Cette nouvelle gouvernance n’est pas propre à la France. Elle se retrouve, par exemple, en Suède, au Royaume-Uni et en Nouvelle-Zélande. Le Royaume-Uni a systématisé les démembrements puisque 70 % des agents publics y ont été transférés. En Suède, les agences ont été constitutionnalisées en 1809. Les années 1990 et l’application du « new public management » les ont systématisées dans les trois pays. Ce sont les agences qui mettent en œuvre les politiques publiques ; les ministères, resserrés, se cantonnent à la conception et au conseil de leurs ministres. Cela éloigne les ministres de l’exécution, si bien que leur responsabilité est moins facilement identifiable. Or, pour des structures voulues plus démocratiques, il est paradoxal que le contrôle du citoyen soit moins évident. En outre, il faut veiller à ce que ces organismes ne poursuivent pas leurs propres fins mais mettent bien en place la politique publique. Désormais, ces trois pays s’efforcent de dégager des règles communes pour leurs organismes afin d’éviter une autonomie trop importante. L’Australie a préféré donner des marges de gestion à son administration plutôt que de la démembrer. Elle a considéré que l’efficacité passait par une réduction du nombre de départements ministériels. Les économies sont plus simples à réaliser au sein de grosses structures.
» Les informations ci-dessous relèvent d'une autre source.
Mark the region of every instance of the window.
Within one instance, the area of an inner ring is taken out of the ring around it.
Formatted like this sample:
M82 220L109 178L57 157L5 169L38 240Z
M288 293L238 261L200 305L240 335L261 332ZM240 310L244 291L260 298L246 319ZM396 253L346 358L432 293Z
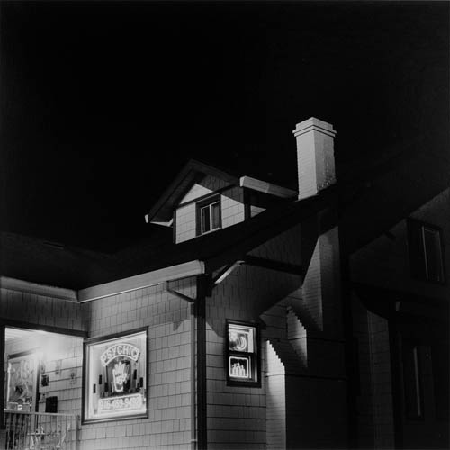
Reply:
M226 367L229 385L260 386L259 328L227 321Z
M403 385L408 418L422 418L424 414L419 349L414 342L403 341Z
M86 341L83 422L148 417L147 329Z
M197 236L221 228L220 197L197 203Z
M431 347L433 367L433 391L435 394L436 417L448 420L449 374L448 340L435 342Z
M408 221L411 275L419 280L445 283L441 230L418 220Z

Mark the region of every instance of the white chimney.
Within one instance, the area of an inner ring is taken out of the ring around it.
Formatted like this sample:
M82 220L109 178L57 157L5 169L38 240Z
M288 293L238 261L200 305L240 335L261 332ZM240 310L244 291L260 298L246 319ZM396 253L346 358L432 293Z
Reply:
M297 123L299 200L336 183L333 125L311 117Z

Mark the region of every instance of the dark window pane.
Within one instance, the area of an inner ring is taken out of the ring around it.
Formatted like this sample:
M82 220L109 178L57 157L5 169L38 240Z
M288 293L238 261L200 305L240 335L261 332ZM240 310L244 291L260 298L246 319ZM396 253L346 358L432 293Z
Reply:
M212 203L211 205L212 210L212 230L220 227L220 203Z
M408 250L413 278L425 280L425 256L422 239L422 225L415 220L408 221Z
M442 282L441 239L436 230L423 228L427 279Z
M436 342L432 347L433 387L435 392L436 415L437 418L448 419L448 341Z
M205 206L202 208L202 233L206 233L210 230L210 207Z
M405 412L408 418L423 415L418 347L403 342L403 382L405 390Z

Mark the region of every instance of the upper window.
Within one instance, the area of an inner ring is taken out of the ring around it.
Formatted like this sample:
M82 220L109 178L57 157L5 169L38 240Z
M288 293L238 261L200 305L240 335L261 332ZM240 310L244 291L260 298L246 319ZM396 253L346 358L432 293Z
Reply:
M442 232L437 227L408 220L411 275L419 280L445 283Z
M147 330L85 343L84 422L147 415Z
M221 228L220 197L197 203L197 236Z

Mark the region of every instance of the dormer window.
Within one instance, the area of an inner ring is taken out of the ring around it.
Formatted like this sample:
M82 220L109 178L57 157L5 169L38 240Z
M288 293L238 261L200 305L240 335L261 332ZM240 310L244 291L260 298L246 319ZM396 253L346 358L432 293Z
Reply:
M220 197L216 195L197 203L197 236L221 228Z

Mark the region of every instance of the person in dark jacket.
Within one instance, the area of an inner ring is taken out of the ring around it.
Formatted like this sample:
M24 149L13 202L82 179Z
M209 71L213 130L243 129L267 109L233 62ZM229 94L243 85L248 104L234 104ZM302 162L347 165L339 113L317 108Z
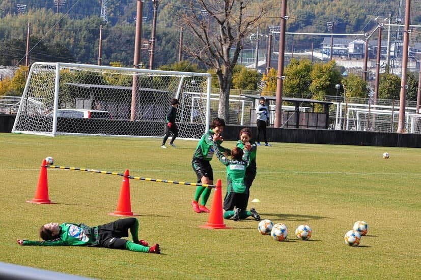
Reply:
M176 116L177 115L177 107L178 107L178 99L173 98L171 100L170 103L171 106L170 106L165 117L166 126L164 139L162 140L162 144L161 144L161 147L164 149L166 148L165 143L170 134L173 134L173 138L171 138L171 141L170 141L170 145L173 148L176 147L174 140L178 136L178 127L176 124Z

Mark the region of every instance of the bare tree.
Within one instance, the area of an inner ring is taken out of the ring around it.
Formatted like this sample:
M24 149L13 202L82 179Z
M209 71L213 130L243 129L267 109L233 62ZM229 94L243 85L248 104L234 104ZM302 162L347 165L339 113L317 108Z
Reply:
M242 39L252 32L266 13L265 0L260 1L258 9L251 10L253 2L190 0L190 9L184 10L181 15L182 21L195 39L184 44L184 50L215 70L219 86L218 116L227 122L233 71L243 48Z

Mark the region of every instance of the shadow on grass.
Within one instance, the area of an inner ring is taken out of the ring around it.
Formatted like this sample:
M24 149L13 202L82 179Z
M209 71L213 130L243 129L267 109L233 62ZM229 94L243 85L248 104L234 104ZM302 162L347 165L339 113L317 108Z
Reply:
M321 220L323 219L330 219L329 217L323 216L314 216L312 215L297 215L287 213L261 213L260 215L262 220L267 219L269 217L275 217L277 219L285 221L305 221L309 220Z

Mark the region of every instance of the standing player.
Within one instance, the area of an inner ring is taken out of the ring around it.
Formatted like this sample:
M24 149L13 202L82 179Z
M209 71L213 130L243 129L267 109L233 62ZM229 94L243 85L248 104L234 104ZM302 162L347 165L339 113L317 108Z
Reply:
M171 138L171 141L170 141L170 145L174 148L176 147L174 140L178 136L178 127L176 125L176 115L177 115L177 107L178 106L178 99L173 98L171 100L170 103L171 106L170 106L165 117L166 126L165 127L164 139L162 140L162 144L161 145L161 147L164 149L166 148L165 143L166 142L166 139L170 137L170 134L173 134L173 138Z
M210 161L215 152L213 149L213 135L220 135L224 127L225 121L223 119L215 118L211 123L211 129L204 134L199 141L196 150L193 154L193 159L191 160L191 166L198 176L198 183L213 184L213 170L210 165ZM222 143L222 141L218 140L217 143L219 145ZM224 152L230 152L229 150L227 150L223 147L219 146L219 148ZM191 206L193 206L194 212L210 212L205 205L210 195L211 191L210 188L198 186L194 198L191 202ZM202 199L199 204L201 196Z
M245 149L245 144L249 143L251 148L249 152L250 157L250 163L247 166L245 170L245 177L244 178L244 184L245 184L247 195L250 195L250 188L253 181L256 178L257 173L256 168L256 153L257 152L257 146L256 143L251 141L251 130L248 128L244 128L240 131L240 139L237 141L237 146L241 149ZM248 198L247 198L247 201Z
M249 153L251 145L248 142L244 144L244 151L239 147L231 150L231 158L229 160L219 150L217 141L220 136L213 136L214 148L219 161L227 167L227 194L223 200L223 217L232 219L235 221L244 219L250 216L256 221L260 221L260 215L255 208L246 210L248 203L248 190L244 182L245 170L250 163ZM234 210L235 209L235 210Z
M272 146L272 145L268 143L267 136L266 136L266 125L269 119L269 110L265 105L265 98L261 97L259 99L260 104L256 108L256 114L257 115L257 145L260 146L260 133L263 133L263 140L265 140L265 146L268 147Z

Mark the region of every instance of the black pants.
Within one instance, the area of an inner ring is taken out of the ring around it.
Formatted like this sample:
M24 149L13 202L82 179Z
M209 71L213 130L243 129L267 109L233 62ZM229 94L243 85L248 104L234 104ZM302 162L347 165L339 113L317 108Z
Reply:
M165 145L165 143L166 142L166 139L168 139L168 137L170 137L170 135L172 133L173 134L173 138L171 138L171 141L170 141L170 144L174 143L174 140L176 140L177 137L178 136L178 127L175 123L173 122L172 123L173 125L171 126L171 128L169 128L167 126L165 126L165 134L164 134L164 139L162 140L162 145Z
M263 133L263 140L265 143L267 143L267 137L266 136L266 122L264 120L257 120L257 142L260 142L260 133Z

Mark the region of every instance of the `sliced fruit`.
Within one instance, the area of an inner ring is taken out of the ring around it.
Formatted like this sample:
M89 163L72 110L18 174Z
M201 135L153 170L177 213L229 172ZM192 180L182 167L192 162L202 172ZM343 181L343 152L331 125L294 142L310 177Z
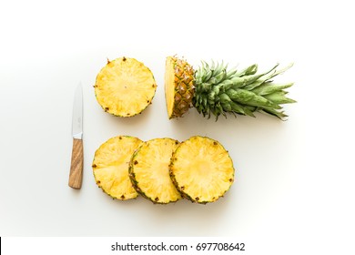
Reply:
M128 176L129 160L143 143L128 136L108 139L95 152L93 171L96 184L114 199L127 200L138 195Z
M198 136L178 146L171 158L170 176L183 197L205 204L229 189L234 167L219 142Z
M154 203L167 204L181 199L169 176L171 156L178 142L156 138L143 143L134 153L129 177L136 190Z
M95 94L102 108L119 117L141 113L151 102L157 84L152 72L135 58L107 61L97 74Z

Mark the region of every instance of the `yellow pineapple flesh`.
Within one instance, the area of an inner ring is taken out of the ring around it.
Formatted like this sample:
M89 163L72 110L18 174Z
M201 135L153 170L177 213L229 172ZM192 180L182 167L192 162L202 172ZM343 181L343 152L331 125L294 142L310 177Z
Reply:
M141 113L151 104L156 89L149 68L125 56L108 60L97 74L95 85L96 100L102 108L119 117Z
M114 199L127 200L138 195L129 179L129 161L143 143L140 139L119 136L108 139L95 152L92 164L96 184Z
M169 118L182 117L192 106L194 70L185 60L167 57L165 97Z
M170 176L182 196L192 202L213 202L234 181L232 159L223 146L211 138L192 137L173 153Z
M143 143L134 153L129 176L137 191L154 203L167 204L181 199L169 176L169 163L178 142L155 138Z

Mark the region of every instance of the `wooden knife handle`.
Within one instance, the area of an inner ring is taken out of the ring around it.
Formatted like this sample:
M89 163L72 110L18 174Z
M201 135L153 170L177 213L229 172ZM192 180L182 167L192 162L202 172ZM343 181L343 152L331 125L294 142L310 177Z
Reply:
M70 165L69 187L80 189L83 182L83 140L73 139L72 162Z

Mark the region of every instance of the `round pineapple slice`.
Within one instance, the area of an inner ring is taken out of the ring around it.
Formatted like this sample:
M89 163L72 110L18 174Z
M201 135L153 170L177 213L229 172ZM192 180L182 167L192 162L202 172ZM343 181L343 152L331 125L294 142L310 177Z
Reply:
M143 143L128 136L108 139L95 152L93 171L96 184L114 199L127 200L138 195L128 176L129 160Z
M185 60L167 57L165 97L169 118L182 117L192 106L194 69Z
M192 137L173 153L170 176L182 196L192 202L214 202L234 181L232 159L216 140Z
M134 153L129 177L136 190L154 203L167 204L181 199L169 176L169 163L178 142L155 138L143 143Z
M97 74L95 94L102 108L118 117L141 113L156 94L152 72L135 58L120 57L107 64Z

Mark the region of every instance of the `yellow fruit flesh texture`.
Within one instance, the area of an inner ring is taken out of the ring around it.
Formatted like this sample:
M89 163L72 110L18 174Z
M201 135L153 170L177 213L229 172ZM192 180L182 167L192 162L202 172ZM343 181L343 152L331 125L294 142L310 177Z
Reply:
M157 84L152 72L135 58L107 61L97 74L95 94L102 108L112 115L132 117L152 101Z
M132 157L129 175L139 194L154 203L167 204L181 199L169 176L169 163L178 142L155 138L143 143Z
M143 143L133 137L119 136L108 139L95 153L94 177L98 187L114 199L127 200L138 195L129 179L129 161Z
M183 197L193 202L218 199L234 181L233 162L218 141L192 137L180 143L170 163L170 176Z

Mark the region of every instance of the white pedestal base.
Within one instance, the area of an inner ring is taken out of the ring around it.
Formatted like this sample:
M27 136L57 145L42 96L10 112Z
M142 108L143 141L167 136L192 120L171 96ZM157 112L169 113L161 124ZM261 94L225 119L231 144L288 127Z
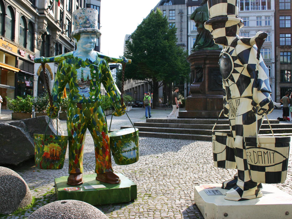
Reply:
M292 196L271 185L262 185L262 197L240 201L224 199L228 190L221 189L221 184L202 185L195 186L194 199L205 219L292 218ZM207 186L212 188L205 188ZM222 195L209 195L204 191L212 194L216 190Z

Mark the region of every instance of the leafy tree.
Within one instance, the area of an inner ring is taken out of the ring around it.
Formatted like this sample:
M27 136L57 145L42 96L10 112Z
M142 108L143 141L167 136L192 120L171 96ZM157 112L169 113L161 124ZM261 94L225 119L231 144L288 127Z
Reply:
M126 42L124 56L132 63L127 65L125 80L144 80L150 84L154 94L154 108L158 102L160 87L188 77L187 53L177 46L176 32L176 28L169 27L167 18L157 9L137 27L132 40Z

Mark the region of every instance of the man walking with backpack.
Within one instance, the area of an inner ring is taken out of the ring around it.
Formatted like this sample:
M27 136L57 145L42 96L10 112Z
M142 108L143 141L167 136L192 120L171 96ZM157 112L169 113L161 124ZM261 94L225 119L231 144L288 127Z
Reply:
M147 95L144 98L144 99L143 100L143 104L144 104L144 107L145 108L145 117L146 119L148 118L148 116L147 115L147 110L148 110L148 114L149 114L149 118L151 117L151 113L150 112L150 110L151 109L151 97L150 96L150 93L148 92L147 93Z

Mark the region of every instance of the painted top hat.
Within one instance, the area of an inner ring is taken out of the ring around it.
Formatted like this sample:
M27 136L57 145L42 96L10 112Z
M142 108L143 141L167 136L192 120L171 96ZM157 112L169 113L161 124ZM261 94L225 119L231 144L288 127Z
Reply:
M74 11L72 14L74 30L71 36L75 37L83 33L96 34L96 37L101 35L98 29L98 11L92 8L80 9Z
M212 24L225 23L225 26L238 24L243 26L243 21L238 17L239 0L208 0L209 19L204 24L205 28L211 32Z

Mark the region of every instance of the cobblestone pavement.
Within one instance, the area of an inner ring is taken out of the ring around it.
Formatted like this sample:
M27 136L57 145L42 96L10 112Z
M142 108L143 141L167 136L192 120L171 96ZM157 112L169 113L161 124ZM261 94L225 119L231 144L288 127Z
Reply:
M152 110L152 118L165 117L170 110ZM128 113L133 122L145 120L143 109L134 108ZM107 118L109 123L111 116ZM65 120L61 123L66 129ZM115 117L111 129L130 125L126 115ZM137 198L132 202L96 206L111 219L203 218L194 201L195 186L220 183L236 173L234 170L214 166L210 142L140 137L139 142L140 158L136 163L118 165L112 158L115 172L124 174L137 184ZM292 158L291 151L290 155ZM84 150L85 174L94 173L94 160L93 143L88 133ZM36 206L18 214L0 218L26 218L40 207L56 200L54 179L68 175L68 155L62 170L37 170L34 165L31 161L21 167L9 167L26 182L36 198ZM291 167L290 159L285 183L275 185L292 195Z

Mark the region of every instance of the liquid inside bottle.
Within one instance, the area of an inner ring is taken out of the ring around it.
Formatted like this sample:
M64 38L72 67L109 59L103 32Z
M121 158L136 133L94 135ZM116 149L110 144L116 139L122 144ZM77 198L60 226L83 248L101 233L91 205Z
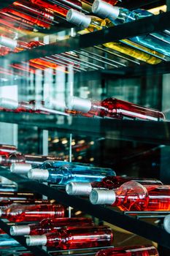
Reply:
M109 204L122 211L169 211L170 187L128 181L114 190L92 190L90 202Z
M98 116L117 119L150 121L160 121L165 118L163 113L155 109L115 98L107 98L99 102L72 97L68 100L67 106L69 109L79 111L81 115L88 117Z
M1 209L1 217L10 222L36 222L45 218L64 217L64 208L61 205L29 205L12 204L8 208Z
M88 167L74 163L59 168L31 169L28 172L28 177L31 179L47 181L63 185L70 181L99 181L108 175L115 175L115 173L110 168Z
M96 256L159 256L157 249L149 245L115 247L100 250Z
M107 226L69 227L55 233L28 236L28 246L46 245L62 249L107 246L112 241L112 231Z
M121 176L107 176L104 178L101 181L95 181L92 183L70 182L66 187L66 191L69 195L88 195L92 189L113 189L119 187L123 183L135 181L142 184L147 185L161 185L162 182L156 178L144 178L134 177L121 177Z
M65 226L93 226L93 220L90 218L58 218L45 219L38 224L28 225L15 225L10 227L12 236L43 235L47 233L55 233Z

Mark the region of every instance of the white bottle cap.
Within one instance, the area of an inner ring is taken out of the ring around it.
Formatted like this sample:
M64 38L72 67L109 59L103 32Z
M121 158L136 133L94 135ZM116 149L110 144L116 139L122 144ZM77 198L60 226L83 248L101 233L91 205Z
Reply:
M84 13L70 9L66 14L66 20L77 26L88 28L91 22L91 18Z
M58 100L47 97L45 100L45 107L58 111L64 112L66 106L64 100Z
M0 107L15 110L18 108L18 102L12 99L0 98Z
M112 205L115 202L116 196L113 190L93 189L90 194L90 201L93 205Z
M8 47L11 49L15 49L17 47L17 40L4 36L0 36L0 45Z
M47 181L49 177L49 171L46 169L31 169L28 172L28 178L39 181Z
M66 184L66 192L68 195L90 195L92 187L90 182L70 182Z
M91 102L88 99L70 97L68 99L67 107L69 110L88 113L91 108Z
M45 245L47 244L47 237L42 236L28 236L26 238L26 244L28 246Z
M10 227L11 236L26 236L29 235L30 231L30 227L27 225L22 225L20 226L12 226Z
M10 167L11 173L27 174L32 166L30 164L12 163Z
M170 233L170 214L166 215L163 219L163 227L166 232Z
M119 7L113 7L112 4L101 0L95 0L92 5L92 12L102 18L112 18L117 19L119 15Z

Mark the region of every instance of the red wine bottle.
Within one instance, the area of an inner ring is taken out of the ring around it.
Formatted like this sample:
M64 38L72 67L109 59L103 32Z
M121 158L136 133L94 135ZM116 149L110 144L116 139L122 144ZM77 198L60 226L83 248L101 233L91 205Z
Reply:
M45 245L62 249L110 246L112 231L107 226L67 227L55 233L42 236L28 236L28 246Z
M93 189L93 204L108 204L122 211L170 211L170 186L128 181L116 189Z
M142 184L162 185L162 182L156 178L107 176L104 178L101 181L70 182L66 184L66 191L69 195L90 195L93 189L113 189L130 181L135 181Z
M88 117L97 116L117 119L151 121L165 118L162 112L115 98L107 98L100 102L72 97L68 100L67 107L69 110L76 110L78 114Z
M61 227L93 226L90 218L58 218L45 219L39 223L25 225L14 225L10 227L12 236L43 235L47 233L55 233Z
M10 206L0 210L1 219L7 219L10 222L35 222L45 218L59 218L64 217L64 208L61 205L20 205L12 204Z
M101 249L96 256L159 256L159 254L152 246L135 245Z

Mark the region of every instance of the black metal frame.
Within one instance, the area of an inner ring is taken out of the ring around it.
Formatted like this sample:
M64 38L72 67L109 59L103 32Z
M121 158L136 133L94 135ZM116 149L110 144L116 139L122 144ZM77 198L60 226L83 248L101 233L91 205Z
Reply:
M154 241L160 245L170 249L170 234L158 226L123 214L123 212L116 211L109 207L93 206L88 200L68 195L65 192L56 188L52 188L42 183L30 181L18 175L12 174L9 171L4 170L4 167L0 167L0 172L1 176L18 183L19 187L29 187L31 190L46 195L50 199L55 199L60 203L78 208L93 217ZM1 227L1 225L0 222L0 227Z
M57 120L56 115L52 116L28 113L0 113L0 121L6 123L36 126L42 129L57 129L62 132L96 138L104 136L113 140L170 145L170 122L167 121L114 120L72 116L72 123L57 124Z
M15 0L6 0L6 1L1 1L0 3L0 10L4 7L7 7L9 5L13 4L15 2Z

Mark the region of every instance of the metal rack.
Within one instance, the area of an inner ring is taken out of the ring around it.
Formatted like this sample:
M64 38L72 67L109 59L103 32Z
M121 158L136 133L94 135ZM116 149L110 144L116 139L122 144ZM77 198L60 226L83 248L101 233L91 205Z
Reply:
M155 121L136 121L76 116L68 116L67 118L69 121L58 124L56 115L0 112L0 121L7 123L36 126L47 130L57 129L58 131L72 132L77 135L86 135L113 140L170 145L170 122L168 121L158 121L155 125ZM148 133L148 130L152 130L152 133Z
En France, les ODAC ont de nombreux statuts différents (établissements publics administratifs, établissements publics industriels et commerciaux, groupes d’intérêt public), ce qui nuit à la lisibilité, à l’efficacité et au contrôle. La LOLF a tenté de répondre à ce morcellement de l’administration en regroupant les établissements publics qui reçoivent une « subvention pour charges de service public » : les « opérateurs ».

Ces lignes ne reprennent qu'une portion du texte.